Hope is a boxy satellite the size of a small car that will use three main instruments—an imager and two gas spectrometers—to study the Martian atmosphere. Its altitude above the planet will range from 12,000 to 25,000 miles above the surface, due to its elliptical orbit, which will take 55 hours to complete. The data collected by Hope will help scientists understand how conditions observed on the surface by rovers like Opportunity interact with the atmosphere and affect the Martian climate.

But for the past two months, Al-Amiri’s been focused on more mundane concerns, like making sure her team could get exemptions to fly into Japan to prepare the spacecraft, which will launch on a rocket made by Mitsubishi Heavy Industries. At the same time, she’s been pulling together last-minute pandemic contingency plans to ensure that the craft could still launch even with a skeleton crew. Mars only makes a close approach to Earth every two years, and if the team doesn’t hit the six-week launch window this year, they’ll have to wait until late 2022 to try again.

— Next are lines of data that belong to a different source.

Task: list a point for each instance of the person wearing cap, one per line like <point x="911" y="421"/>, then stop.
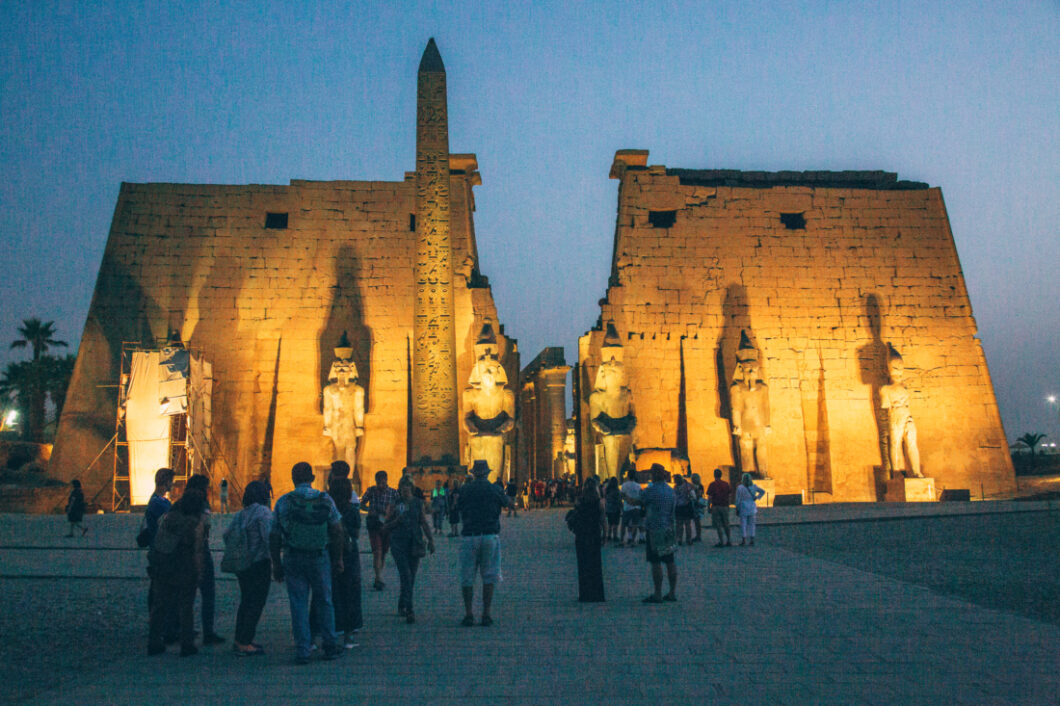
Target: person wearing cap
<point x="658" y="502"/>
<point x="479" y="505"/>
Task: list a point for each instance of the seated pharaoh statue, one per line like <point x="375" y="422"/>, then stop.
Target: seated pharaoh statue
<point x="749" y="398"/>
<point x="895" y="402"/>
<point x="343" y="405"/>
<point x="489" y="407"/>
<point x="611" y="406"/>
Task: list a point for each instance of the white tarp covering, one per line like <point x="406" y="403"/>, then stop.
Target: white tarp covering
<point x="146" y="427"/>
<point x="173" y="381"/>
<point x="199" y="411"/>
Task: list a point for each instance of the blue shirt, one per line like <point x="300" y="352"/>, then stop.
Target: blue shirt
<point x="282" y="510"/>
<point x="658" y="500"/>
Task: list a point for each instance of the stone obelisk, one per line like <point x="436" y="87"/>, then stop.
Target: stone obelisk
<point x="435" y="431"/>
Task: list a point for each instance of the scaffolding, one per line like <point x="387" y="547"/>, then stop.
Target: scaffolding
<point x="179" y="456"/>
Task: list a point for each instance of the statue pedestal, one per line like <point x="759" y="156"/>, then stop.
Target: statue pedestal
<point x="911" y="490"/>
<point x="770" y="486"/>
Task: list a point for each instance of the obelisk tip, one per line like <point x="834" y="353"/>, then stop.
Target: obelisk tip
<point x="431" y="62"/>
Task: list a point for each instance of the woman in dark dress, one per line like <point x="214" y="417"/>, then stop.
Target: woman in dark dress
<point x="586" y="526"/>
<point x="346" y="585"/>
<point x="407" y="525"/>
<point x="75" y="508"/>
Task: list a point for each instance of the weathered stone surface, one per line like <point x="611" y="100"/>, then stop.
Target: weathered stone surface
<point x="265" y="306"/>
<point x="872" y="263"/>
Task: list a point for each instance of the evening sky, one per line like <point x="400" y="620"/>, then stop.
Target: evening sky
<point x="963" y="95"/>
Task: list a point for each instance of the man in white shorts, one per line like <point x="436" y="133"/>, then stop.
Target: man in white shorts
<point x="479" y="505"/>
<point x="631" y="511"/>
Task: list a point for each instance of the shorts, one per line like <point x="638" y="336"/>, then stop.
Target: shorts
<point x="480" y="554"/>
<point x="380" y="541"/>
<point x="652" y="557"/>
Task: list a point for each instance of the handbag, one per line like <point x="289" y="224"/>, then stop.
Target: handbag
<point x="235" y="558"/>
<point x="664" y="541"/>
<point x="419" y="547"/>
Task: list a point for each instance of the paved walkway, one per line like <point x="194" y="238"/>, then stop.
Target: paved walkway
<point x="763" y="624"/>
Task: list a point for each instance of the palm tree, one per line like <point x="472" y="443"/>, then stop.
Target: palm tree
<point x="1030" y="440"/>
<point x="37" y="334"/>
<point x="25" y="381"/>
<point x="57" y="372"/>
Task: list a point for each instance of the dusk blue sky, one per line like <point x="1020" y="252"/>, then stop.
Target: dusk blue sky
<point x="964" y="95"/>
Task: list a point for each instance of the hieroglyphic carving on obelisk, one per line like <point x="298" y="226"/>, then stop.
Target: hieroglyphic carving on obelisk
<point x="435" y="396"/>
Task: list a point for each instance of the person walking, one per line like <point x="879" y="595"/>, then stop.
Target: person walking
<point x="306" y="531"/>
<point x="174" y="564"/>
<point x="684" y="510"/>
<point x="438" y="506"/>
<point x="512" y="491"/>
<point x="453" y="501"/>
<point x="480" y="506"/>
<point x="75" y="508"/>
<point x="658" y="502"/>
<point x="223" y="492"/>
<point x="587" y="517"/>
<point x="346" y="584"/>
<point x="407" y="525"/>
<point x="746" y="494"/>
<point x="613" y="509"/>
<point x="719" y="493"/>
<point x="158" y="505"/>
<point x="631" y="511"/>
<point x="255" y="522"/>
<point x="208" y="589"/>
<point x="698" y="505"/>
<point x="376" y="501"/>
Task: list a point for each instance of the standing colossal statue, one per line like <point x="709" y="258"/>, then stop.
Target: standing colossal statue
<point x="611" y="407"/>
<point x="895" y="402"/>
<point x="749" y="398"/>
<point x="343" y="405"/>
<point x="489" y="407"/>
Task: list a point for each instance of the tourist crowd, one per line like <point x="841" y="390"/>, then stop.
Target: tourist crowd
<point x="308" y="541"/>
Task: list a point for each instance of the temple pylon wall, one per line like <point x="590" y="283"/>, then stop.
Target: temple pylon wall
<point x="824" y="271"/>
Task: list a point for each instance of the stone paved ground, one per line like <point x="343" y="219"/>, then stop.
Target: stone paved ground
<point x="823" y="611"/>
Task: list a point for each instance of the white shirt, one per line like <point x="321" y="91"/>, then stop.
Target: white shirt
<point x="631" y="489"/>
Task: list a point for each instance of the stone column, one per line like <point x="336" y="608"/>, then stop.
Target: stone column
<point x="435" y="395"/>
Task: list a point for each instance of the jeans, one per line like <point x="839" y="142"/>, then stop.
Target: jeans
<point x="207" y="589"/>
<point x="401" y="550"/>
<point x="307" y="572"/>
<point x="719" y="517"/>
<point x="253" y="593"/>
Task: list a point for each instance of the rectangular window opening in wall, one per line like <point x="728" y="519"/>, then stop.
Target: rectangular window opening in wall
<point x="793" y="221"/>
<point x="661" y="218"/>
<point x="276" y="221"/>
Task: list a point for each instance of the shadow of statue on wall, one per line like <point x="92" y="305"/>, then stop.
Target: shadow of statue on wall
<point x="820" y="479"/>
<point x="872" y="367"/>
<point x="347" y="314"/>
<point x="736" y="312"/>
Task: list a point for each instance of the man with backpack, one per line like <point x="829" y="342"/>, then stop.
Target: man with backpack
<point x="305" y="543"/>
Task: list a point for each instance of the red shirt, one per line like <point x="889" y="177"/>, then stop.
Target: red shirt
<point x="719" y="493"/>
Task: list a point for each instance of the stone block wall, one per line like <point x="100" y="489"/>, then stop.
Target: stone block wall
<point x="863" y="261"/>
<point x="266" y="306"/>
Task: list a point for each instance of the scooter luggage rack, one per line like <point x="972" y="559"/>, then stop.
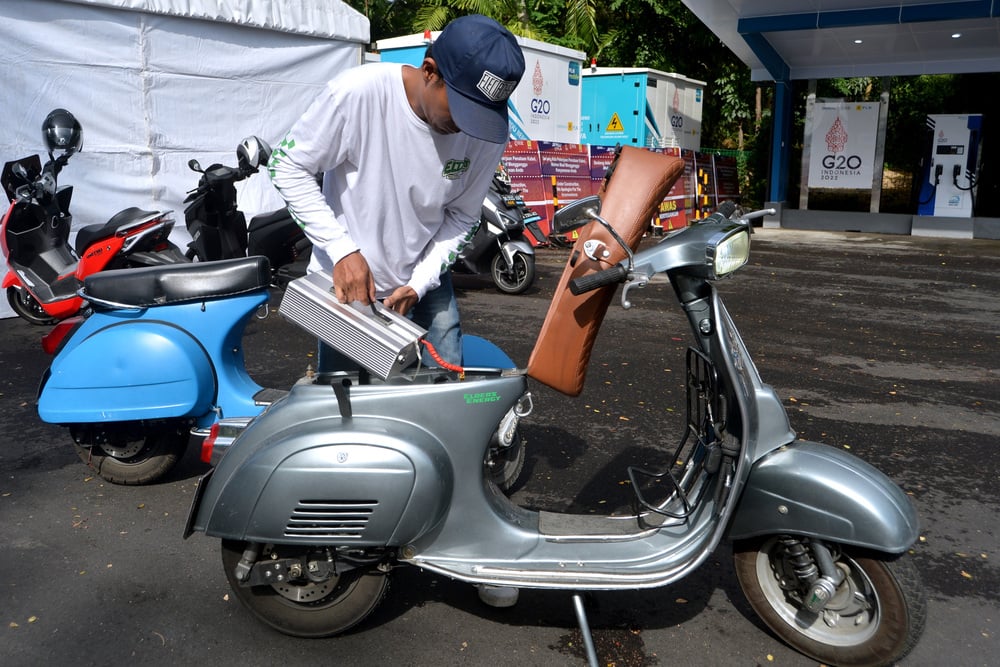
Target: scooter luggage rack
<point x="706" y="414"/>
<point x="379" y="339"/>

“It was a nightmare trying to align people’s schedules and get everyone here safely,” Al-Amiri says. “Thankfully, the most critical tests were done before the pandemic started, because two days after the team flew in, Japan imposed a two-week quarantine.”

Hope arrived in Japan in late April, and engineers began integrating the satellite with the rocket fairing a few days ago. But testing on the spacecraft continues apace. The UAE’s first jaunt into deep space is an important mission for the country both symbolically and technically, and it's up to Al-Amiri and her colleagues to make sure everything goes perfectly.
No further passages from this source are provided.